2010年07月23日

マイナス・ゼロ

広瀬正著「マイナス・ゼロ」を読んだ。



マイナス・ゼロ 広瀬正・小説全集・1 (集英社文庫)マイナス・ゼロ 広瀬正・小説全集・1 (集英社文庫)
著者:広瀬 正
販売元:集英社
発売日:2008-07-18
おすすめ度:4.0
クチコミを見る


先日、「時の娘」を読んで以来、タイムマシンを扱った小説にはまってしまい、それじゃあ広瀬正の「マイナス・ゼロ」だろうということで、購入。
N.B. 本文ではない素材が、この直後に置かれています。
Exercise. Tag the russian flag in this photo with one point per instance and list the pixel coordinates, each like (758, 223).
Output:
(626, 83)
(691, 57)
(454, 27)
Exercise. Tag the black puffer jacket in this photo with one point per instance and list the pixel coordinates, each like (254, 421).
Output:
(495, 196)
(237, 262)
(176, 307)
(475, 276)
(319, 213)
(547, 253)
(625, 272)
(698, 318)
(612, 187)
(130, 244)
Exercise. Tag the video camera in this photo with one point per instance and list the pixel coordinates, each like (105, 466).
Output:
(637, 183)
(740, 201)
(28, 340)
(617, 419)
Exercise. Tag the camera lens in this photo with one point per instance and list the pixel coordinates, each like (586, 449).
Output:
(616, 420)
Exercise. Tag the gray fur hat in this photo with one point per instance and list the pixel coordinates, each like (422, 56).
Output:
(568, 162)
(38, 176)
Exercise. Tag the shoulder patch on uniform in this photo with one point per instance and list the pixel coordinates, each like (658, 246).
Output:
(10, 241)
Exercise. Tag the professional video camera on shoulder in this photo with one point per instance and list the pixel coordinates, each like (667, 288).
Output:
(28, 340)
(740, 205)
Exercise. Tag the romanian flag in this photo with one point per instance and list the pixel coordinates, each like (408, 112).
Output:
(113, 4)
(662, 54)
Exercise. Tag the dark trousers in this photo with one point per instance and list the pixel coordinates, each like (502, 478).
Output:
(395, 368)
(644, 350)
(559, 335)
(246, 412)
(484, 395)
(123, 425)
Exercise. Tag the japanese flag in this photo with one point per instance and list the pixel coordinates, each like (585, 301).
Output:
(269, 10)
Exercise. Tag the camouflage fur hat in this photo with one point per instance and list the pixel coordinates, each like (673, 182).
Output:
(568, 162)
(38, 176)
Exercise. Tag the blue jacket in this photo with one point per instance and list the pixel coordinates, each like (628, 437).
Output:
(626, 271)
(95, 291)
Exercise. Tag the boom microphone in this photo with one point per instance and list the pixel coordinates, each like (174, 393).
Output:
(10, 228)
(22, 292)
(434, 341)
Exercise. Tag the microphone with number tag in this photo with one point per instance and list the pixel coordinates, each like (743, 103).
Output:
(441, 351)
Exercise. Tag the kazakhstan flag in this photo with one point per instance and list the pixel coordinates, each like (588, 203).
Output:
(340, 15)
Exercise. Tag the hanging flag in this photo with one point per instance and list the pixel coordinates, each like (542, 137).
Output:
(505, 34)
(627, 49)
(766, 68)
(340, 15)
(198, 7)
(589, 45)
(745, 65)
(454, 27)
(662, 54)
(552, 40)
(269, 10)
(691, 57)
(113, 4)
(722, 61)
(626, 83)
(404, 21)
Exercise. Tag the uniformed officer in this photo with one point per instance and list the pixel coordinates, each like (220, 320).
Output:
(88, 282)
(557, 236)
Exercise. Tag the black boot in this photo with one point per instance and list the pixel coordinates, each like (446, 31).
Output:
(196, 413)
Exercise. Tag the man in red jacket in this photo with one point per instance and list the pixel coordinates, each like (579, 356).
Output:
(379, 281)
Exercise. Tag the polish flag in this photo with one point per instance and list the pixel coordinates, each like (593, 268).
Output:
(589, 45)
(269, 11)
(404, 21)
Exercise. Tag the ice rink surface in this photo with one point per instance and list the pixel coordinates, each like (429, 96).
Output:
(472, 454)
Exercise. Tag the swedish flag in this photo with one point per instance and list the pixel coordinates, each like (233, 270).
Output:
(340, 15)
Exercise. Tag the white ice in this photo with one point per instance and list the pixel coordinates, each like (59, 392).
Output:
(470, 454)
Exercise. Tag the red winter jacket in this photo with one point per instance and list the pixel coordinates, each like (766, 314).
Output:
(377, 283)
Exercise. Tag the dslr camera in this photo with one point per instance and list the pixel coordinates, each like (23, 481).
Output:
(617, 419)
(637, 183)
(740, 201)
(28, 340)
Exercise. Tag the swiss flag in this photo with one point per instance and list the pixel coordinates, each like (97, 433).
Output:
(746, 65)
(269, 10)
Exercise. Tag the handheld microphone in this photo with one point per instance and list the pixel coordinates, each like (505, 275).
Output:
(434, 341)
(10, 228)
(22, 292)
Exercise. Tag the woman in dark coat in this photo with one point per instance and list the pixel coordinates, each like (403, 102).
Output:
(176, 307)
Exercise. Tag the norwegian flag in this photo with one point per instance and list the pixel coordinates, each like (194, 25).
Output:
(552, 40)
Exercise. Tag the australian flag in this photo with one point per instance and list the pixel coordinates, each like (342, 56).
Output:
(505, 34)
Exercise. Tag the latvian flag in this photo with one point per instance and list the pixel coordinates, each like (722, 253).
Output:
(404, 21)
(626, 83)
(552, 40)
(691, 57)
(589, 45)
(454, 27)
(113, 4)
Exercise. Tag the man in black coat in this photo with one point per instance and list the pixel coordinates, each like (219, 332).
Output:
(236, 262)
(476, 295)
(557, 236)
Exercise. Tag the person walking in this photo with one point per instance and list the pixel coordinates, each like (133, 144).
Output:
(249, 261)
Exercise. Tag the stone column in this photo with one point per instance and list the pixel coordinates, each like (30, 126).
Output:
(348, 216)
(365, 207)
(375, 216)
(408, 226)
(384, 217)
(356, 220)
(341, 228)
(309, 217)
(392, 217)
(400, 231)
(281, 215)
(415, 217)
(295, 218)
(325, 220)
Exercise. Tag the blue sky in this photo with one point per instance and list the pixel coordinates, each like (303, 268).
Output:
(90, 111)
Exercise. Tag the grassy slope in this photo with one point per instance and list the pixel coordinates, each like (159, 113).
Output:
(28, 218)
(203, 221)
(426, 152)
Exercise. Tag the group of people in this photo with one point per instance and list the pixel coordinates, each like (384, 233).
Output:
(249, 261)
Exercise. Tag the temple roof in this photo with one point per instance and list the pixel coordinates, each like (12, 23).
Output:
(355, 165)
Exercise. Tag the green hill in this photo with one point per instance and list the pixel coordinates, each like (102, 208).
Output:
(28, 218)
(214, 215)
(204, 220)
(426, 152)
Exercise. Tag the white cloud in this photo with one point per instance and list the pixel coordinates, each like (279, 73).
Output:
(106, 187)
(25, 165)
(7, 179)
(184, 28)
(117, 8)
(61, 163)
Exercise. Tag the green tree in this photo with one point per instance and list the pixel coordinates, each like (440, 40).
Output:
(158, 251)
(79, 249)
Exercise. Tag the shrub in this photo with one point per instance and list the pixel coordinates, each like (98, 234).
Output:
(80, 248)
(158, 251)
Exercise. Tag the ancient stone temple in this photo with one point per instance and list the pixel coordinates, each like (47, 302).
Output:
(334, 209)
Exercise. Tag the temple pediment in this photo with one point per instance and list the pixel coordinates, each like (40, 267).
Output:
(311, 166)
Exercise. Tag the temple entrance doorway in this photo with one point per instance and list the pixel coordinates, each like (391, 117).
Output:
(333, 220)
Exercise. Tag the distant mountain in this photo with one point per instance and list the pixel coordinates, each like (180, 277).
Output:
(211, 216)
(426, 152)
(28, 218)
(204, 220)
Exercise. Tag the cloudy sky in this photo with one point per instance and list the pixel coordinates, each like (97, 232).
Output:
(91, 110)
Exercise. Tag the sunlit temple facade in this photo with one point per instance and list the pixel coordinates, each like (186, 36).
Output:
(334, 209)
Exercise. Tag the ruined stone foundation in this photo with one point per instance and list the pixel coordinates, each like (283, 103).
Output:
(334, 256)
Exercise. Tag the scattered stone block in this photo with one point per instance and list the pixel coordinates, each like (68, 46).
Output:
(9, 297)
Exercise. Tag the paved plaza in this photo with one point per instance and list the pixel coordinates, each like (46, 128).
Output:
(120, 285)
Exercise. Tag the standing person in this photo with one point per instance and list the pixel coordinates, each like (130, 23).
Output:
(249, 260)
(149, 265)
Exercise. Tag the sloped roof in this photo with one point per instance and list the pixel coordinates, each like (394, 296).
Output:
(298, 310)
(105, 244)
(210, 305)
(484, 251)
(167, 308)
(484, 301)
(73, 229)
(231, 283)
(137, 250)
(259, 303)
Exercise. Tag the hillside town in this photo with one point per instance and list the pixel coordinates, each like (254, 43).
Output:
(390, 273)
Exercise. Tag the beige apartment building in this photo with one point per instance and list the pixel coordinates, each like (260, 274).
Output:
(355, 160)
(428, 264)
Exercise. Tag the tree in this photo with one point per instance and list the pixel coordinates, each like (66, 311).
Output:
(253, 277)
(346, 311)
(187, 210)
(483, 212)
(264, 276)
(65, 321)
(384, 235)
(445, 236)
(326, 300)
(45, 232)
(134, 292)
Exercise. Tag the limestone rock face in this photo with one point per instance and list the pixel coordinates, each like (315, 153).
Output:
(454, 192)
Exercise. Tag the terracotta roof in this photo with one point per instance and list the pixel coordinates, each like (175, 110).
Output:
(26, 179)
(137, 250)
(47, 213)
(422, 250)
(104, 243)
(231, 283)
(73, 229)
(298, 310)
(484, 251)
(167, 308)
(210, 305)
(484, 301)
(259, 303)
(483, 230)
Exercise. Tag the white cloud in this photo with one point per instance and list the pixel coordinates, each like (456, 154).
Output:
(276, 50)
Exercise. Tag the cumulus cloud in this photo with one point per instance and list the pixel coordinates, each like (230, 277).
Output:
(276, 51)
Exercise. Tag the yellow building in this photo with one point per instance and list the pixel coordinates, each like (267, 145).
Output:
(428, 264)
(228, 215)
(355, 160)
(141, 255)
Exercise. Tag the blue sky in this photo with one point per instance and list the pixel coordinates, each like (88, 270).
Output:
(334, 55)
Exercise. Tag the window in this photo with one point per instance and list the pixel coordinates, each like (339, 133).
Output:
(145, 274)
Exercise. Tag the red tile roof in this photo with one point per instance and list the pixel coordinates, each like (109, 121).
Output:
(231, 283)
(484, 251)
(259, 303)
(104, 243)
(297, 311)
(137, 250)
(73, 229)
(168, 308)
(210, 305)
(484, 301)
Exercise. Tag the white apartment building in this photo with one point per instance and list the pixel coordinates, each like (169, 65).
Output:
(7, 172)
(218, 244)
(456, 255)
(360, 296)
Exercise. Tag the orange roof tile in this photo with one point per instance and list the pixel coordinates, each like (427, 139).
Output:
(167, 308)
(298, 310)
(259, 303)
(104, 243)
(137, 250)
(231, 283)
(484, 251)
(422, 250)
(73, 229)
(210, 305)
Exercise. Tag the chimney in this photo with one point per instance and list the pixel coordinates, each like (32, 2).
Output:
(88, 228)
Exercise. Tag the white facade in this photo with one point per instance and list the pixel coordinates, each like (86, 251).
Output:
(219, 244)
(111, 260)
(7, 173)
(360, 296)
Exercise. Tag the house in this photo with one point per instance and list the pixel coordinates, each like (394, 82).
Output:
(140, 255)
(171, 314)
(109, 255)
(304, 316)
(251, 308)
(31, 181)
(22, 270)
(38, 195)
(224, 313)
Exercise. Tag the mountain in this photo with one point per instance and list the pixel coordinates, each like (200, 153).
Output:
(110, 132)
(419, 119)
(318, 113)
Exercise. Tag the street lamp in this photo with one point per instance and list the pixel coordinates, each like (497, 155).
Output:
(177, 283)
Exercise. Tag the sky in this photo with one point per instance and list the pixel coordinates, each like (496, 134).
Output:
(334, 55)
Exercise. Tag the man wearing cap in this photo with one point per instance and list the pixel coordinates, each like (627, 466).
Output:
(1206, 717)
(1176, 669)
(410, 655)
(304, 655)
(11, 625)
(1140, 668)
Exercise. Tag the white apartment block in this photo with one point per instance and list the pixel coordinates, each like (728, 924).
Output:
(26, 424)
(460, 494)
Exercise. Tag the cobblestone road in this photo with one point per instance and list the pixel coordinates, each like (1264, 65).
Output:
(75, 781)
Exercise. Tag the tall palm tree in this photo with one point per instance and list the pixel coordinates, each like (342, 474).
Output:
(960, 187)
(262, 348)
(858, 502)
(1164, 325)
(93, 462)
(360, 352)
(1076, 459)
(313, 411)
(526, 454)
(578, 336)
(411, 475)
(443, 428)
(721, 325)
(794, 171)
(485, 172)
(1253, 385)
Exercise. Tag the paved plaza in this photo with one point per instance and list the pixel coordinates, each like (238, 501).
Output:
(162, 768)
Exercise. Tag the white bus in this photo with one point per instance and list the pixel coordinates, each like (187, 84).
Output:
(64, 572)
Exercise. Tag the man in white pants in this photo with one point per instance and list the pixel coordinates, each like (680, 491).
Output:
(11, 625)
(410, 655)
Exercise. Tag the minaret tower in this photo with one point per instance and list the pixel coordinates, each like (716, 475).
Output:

私はこの本を発表された当時も読んでいないし、人気を呼んだというラジオドラマも聞いていない。
気がついた時は絶版になっており、2008年に復刊されたことも知らなかった。

内容をかいつまんで言えば、昭和38年にあらわれたタイムマシンに乗ってしまった主人公が昭和7年の日本に到着、トラブルがおこり元の時代に帰ることが出来なくなってしまう。さてそこから昭和の時代をどう生きていくか、というお話である。
もちろんタイムパラドックスの趣向は最高におもしろい、美人のヒロインは登場する、段々に辻褄があっていって最後に全ての謎が解決するストーリーは素晴らしい。
しかし、タイムマシンそのものはそれほどには活躍しない。SF的シーンはかなり少なく、むしろ未来から過去の日本に到着した主人公がどのように生活していくかにほとんどのページが割かれている。
昭和7年や20年の銀座、世田谷、その町の人々の風俗、人情などは細かいディテールで描かれており、当然その時代に生まれていない我々の世代はノスタルジーとして楽しむしかないが、それでも一級の「近過去の時代風俗小説」と呼んでも過言ではないかもしれない。

映画「Always 三丁目の夕日」を見ればわかるように、現代はCGで昭和の風景を見事に実像化できる時代である。ぜひこの「マイナス・ゼロ」を実写映画化してほしいと思う。

小説の方は、よく読まないと、この人が後のこの人で、というあたりがこんがらがるかもしれない。それにこれって時空を超えた近親相姦では、と思える部分も。(笑)

まあ登場人物では、タイムスリップした先でやっかいになる「カシラ」の一家が最高です。
実写映像化するなら、この一家のキャストをどうするかがポイントになりそう。


昨年の夏はハインラインの「夏への扉」を薦めましたので、今年はこの「マイナス・ゼロ」をどうぞ。